In [None]:
'''Question 1: What is Ensemble Learning in machine learning? Explain the key idea
behind it.
Answer: Ensemble Learning is a machine learning technique in which multiple models (called base learners or weak learners) are trained and combined to make a single,
stronger predictive model.

Key Idea Behind Ensemble Learning

The core idea is that a group of models can perform better than any single model alone. Different models may make different errors; by combining them,
these errors can cancel out, leading to better accuracy, robustness, and generalization.

Question 2: What is the difference between Bagging and Boosting?
Answer: Bagging
- models are trained independantly
-uses bootstrap sampling (sampling with replacement)
-no dependency among models
-Reduce variance by averaging
-all data points treat equally

       Boosting
-models are trained sequentially
-uses weighted sampling
-each models are depends on the previous one
-reduce bias and improve weak learner
-misclasified data points are given higher weight

Question 3: What is bootstrap sampling and what role does it play in Bagging methods
like Random Forest?
Answer:Bootstrap sampling is a resampling technique in which multiple new training datasets are created by randomly sampling from the original dataset with replacement.
Each bootstrap sample has the same size as the original dataset, but some data points may appear multiple times while others may be left out.

Role of Bootstrap Sampling in Bagging

In Bagging (Bootstrap Aggregating) methods such as Random Forest, bootstrap sampling plays a crucial role:

Creates diverse training sets

Each model (e.g., each decision tree in a Random Forest) is trained on a different bootstrap sample.

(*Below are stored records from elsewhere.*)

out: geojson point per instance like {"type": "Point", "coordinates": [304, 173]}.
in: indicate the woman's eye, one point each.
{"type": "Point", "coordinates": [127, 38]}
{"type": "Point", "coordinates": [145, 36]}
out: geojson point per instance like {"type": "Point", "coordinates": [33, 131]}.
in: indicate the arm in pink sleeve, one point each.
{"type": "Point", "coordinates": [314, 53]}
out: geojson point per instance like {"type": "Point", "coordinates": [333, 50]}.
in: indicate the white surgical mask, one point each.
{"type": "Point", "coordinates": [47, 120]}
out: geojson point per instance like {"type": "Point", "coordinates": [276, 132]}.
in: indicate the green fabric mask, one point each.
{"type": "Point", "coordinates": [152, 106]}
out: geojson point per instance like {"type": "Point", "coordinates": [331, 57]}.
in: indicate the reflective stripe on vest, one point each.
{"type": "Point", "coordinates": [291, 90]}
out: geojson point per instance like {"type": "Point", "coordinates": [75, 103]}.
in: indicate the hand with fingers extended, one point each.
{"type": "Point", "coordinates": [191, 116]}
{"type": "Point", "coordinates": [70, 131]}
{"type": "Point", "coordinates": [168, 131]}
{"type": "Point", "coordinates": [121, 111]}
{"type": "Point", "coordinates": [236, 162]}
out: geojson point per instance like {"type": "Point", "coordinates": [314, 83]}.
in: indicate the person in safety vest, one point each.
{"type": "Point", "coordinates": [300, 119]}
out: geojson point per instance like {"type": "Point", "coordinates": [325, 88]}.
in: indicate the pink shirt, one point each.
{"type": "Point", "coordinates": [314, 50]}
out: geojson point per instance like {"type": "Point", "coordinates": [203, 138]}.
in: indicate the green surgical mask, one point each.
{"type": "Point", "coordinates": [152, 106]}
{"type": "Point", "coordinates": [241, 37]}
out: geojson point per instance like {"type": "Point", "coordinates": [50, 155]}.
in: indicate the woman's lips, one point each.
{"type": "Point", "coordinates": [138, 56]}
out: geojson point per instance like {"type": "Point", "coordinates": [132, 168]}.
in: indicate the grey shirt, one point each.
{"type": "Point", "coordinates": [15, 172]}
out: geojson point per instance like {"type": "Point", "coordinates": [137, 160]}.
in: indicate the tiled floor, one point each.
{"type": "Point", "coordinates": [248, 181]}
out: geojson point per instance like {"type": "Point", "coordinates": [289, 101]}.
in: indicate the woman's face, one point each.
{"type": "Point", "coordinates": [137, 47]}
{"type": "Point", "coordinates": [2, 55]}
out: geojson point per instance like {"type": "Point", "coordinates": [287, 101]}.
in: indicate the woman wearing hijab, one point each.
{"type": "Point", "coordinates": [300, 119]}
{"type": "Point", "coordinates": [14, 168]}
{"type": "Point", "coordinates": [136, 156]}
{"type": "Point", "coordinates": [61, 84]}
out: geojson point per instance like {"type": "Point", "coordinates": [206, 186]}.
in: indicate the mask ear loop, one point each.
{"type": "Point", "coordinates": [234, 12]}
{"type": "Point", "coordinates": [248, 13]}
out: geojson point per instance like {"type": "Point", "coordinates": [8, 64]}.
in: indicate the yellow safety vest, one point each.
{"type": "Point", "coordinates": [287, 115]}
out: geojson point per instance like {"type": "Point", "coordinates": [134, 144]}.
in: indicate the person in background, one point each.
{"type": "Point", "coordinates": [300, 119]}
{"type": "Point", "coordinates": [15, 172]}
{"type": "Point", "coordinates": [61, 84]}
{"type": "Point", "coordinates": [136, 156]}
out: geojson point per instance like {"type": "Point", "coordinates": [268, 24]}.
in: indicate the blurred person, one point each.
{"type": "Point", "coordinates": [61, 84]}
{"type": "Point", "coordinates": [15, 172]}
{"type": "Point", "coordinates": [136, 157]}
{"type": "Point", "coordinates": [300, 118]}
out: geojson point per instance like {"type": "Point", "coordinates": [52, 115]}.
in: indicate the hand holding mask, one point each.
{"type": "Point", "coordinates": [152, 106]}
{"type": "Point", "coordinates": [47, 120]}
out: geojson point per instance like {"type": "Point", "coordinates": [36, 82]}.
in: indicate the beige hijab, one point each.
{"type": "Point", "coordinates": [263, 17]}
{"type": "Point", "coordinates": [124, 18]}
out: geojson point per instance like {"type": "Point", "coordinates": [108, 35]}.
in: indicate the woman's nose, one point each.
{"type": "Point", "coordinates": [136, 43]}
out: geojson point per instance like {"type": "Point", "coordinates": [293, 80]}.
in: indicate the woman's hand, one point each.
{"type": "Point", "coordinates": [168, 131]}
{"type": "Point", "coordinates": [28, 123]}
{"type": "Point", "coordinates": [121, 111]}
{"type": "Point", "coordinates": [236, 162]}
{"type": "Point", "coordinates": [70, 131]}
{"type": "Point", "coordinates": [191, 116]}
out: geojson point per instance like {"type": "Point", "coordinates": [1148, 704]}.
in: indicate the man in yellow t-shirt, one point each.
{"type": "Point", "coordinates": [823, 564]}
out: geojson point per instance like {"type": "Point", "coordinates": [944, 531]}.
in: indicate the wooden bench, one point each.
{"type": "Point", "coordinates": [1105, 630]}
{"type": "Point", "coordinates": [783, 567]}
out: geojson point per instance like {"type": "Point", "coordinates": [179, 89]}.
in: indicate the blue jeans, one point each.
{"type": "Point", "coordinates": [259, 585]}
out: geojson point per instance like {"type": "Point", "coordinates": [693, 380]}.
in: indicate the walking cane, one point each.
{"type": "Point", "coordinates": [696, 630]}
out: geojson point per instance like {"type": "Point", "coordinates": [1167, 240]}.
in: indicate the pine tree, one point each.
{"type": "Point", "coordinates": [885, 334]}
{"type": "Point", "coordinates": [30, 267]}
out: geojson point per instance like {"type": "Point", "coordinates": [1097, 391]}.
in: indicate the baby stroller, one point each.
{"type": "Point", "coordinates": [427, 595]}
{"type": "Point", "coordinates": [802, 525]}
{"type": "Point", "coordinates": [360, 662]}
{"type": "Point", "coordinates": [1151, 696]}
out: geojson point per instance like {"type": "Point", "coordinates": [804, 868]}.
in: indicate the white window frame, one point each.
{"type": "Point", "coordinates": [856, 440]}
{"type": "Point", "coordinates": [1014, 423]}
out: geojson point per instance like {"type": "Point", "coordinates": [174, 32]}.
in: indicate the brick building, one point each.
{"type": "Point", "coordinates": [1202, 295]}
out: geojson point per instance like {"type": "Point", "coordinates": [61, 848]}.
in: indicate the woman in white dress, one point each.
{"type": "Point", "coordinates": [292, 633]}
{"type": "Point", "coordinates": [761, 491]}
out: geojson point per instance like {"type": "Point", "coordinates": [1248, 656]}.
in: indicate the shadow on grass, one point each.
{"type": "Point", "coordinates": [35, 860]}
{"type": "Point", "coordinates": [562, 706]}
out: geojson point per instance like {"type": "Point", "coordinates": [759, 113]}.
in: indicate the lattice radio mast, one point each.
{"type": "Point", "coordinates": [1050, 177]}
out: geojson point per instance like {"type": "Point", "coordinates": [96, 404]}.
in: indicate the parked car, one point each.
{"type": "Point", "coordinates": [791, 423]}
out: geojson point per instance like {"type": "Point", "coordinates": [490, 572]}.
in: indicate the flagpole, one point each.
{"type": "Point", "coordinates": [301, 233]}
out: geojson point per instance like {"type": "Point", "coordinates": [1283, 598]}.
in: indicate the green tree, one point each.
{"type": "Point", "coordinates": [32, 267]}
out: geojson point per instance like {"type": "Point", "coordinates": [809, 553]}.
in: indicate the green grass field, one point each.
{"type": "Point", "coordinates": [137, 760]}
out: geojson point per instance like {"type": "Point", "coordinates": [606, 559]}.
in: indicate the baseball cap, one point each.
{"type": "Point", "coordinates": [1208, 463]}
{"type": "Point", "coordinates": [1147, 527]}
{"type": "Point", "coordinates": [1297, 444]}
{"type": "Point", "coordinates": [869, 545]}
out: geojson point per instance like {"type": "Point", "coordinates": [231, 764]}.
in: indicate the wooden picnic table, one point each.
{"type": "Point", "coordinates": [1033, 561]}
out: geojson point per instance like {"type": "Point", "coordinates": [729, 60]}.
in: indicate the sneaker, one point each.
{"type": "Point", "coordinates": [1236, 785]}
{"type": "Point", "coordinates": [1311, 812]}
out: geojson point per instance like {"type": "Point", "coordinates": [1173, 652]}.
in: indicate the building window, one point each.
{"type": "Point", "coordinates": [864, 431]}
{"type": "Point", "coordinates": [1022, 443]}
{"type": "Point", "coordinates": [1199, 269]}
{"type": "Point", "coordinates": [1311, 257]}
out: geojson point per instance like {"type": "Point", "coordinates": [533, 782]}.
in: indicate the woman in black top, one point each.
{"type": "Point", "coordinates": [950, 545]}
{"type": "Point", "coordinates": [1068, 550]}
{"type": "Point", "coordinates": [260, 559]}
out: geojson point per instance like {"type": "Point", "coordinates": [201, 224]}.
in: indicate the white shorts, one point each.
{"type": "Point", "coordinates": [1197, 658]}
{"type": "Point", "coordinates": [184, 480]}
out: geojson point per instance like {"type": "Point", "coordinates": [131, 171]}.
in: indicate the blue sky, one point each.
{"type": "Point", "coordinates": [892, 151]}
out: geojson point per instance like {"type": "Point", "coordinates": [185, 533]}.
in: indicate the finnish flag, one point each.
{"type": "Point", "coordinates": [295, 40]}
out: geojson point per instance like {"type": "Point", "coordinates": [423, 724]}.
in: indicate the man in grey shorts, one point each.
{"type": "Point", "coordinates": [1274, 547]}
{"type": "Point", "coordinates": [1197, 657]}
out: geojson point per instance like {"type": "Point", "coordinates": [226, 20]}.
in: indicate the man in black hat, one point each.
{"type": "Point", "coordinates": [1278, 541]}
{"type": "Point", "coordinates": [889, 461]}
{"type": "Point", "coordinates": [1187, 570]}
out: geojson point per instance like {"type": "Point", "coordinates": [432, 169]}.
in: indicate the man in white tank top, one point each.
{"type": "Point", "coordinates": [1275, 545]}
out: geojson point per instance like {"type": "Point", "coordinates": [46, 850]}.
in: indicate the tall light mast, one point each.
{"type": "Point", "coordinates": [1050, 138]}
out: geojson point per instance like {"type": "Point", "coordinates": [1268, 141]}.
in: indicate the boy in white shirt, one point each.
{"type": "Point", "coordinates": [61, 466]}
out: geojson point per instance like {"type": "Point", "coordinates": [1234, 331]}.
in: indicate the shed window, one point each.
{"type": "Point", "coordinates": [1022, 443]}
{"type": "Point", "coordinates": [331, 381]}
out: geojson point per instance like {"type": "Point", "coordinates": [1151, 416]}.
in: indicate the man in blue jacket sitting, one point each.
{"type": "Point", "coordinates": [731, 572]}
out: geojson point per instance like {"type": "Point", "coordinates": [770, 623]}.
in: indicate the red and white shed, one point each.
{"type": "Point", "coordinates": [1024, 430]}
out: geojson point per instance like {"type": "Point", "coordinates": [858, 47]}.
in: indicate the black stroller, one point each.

This introduces variation among models.

Reduces variance

Individual models may overfit, but averaging their predictions reduces variance and improves generalization.

Improves model robustness

Since models see slightly different data, the ensemble becomes less sensitive to noise.

Out-of-Bag (OOB) estimation

About 63% of unique data points appear in each bootstrap sample.

The remaining 37% (out-of-bag samples) are used to estimate model performance without a separate validation set.

Question 4: What are Out-of-Bag (OOB) samples and how is OOB score used to
evaluate ensemble models?
Answer:Out-of-Bag (OOB) samples are the data points from the original dataset that are not selected in a particular bootstrap sample during training.

When bootstrap sampling is used (as in Bagging and Random Forest):

Each model is trained on a bootstrap sample of the dataset.

On average, about 63% of the data points are included in a bootstrap sample.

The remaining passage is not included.